Programa serve como 'intermediário'
Quem já precisou fazer algum conserto em casa conhece as dificuldades para obter um resultado satisfatório. Apesar da crescente oferta de mão-de-obra, a falta de qualificação é o maior problema. É o que diz José Ademir do Vale Bethier Fortes, superintendente técnico da Secretaria do Emprego e Relações do Trabalho no Paraná (SERT) e coordenador do Programa Disque Pequenos Serviços.
Há cerca de dois anos, o programa vem sendo implantado em todo Estado com o objetivo de intermediar o profissional informal e o cliente. Hoje, ele existe em 22 municípios onde é coordenado pelas agências do trabalhador e escritórios regionais da SERT. A deficiência na divulgação e a rotatividade das equipes atrapalharam o alcance das metas. Até o final do ano, pretendíamos ter 50 cidades com o Disque Pequenos Serviços, mas chegaremos, no máximo, a 32, comenta Fortes.
O programa cadastra por mês de 300 a 400 novos profissionais entre encanadores, eletricistas, zeladores, jardineiros, pintores e pedreiros. O ideal para a SERT seria entre 800 e 1.000, número que o órgão pretende alcançar em pouco tempo com a retomada da divulgação que está prestes a começar.
Para se inscrever o profissional não paga nada. Mas vai precisar ir a agência do trabalhador/SINE mais próxima e apresentar a carteira de identidade, duas fotos 3x4, comprovante de endereço, referência de trabalhos anteriores, aprovação em entrevista de aptidão profissional, registro de autônomo, carnê do INSS (Instituto Nacional de Seguridade Social), atualização profissional para atender as exigências do mercado, atestado de bons antecedentes e não ter ficha de reclamação nos órgãos de defesa do consumidor.
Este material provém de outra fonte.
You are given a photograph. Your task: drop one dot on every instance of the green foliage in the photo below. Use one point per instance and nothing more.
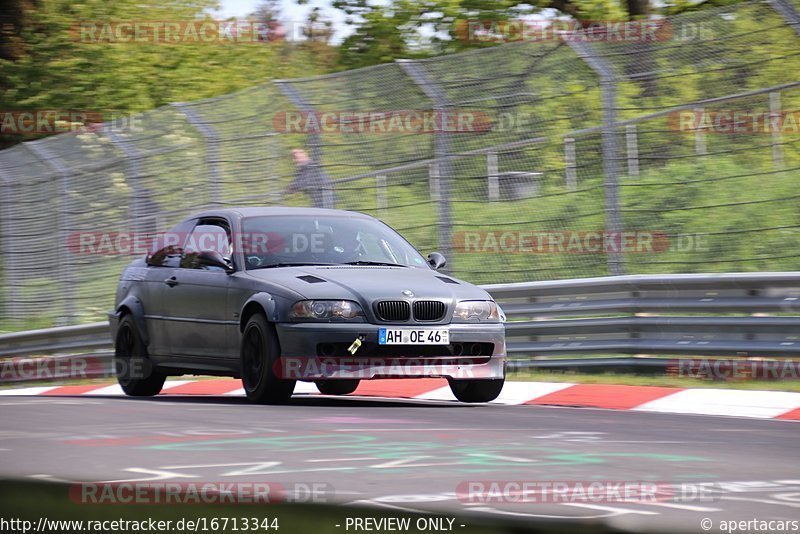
(56, 69)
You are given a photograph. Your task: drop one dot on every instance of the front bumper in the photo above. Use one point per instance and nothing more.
(303, 359)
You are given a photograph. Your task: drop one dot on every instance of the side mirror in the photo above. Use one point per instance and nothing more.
(436, 260)
(212, 258)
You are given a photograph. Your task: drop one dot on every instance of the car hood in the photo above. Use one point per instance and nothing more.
(368, 283)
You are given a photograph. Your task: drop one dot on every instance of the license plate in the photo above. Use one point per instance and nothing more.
(413, 336)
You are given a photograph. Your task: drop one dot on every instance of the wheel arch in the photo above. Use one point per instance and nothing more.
(258, 303)
(131, 305)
De acordo com a SERT, o cadastro deve ser renovado a cada seis meses. O contato com o cliente é feito via agência do trabalhador, que é responsável pela orientação do profissional e controle dos atendimentos. Todo serviço é realizado com base num encaminhamento do programa, onde há uma parte destinada à avaliação do usuário. No Estado, Foz do Iguaçu é a cidade que atinge os melhores resultados, com 1.700 cadastrados e a média de 200 atendimentos por mês.
Em Londrina, o gerente da agência do trabalhador, Júlio Cesar dos Santos Zanoni, é otimista, apesar do programa não ter ainda o desempenho esperado. Ele acredita que a recém-contratação de quatro novos funcionários para trabalhar na unidade vai possibilitar a retomada do programa em setembro. Nosso maior problema é selecionar a mão-de-obra e lidar com a falta de recursos humanos, responsabilidade do município nesta parceria com o Estado.
A próxima etapa da SERT no combate ao desemprego é estimular a requalificação. Para isso, o órgão utilizará 80% da verba do Fundo de Amparo ao Trabalhador (FAT) destinado ao Estado. Ao contrário do que parece, não queremos sustentar a informalidade. Queremos apenas organizá-la. Sempre que possível procuramos devolver esses profissionais ao mercado de trabalho formal. (B.R.)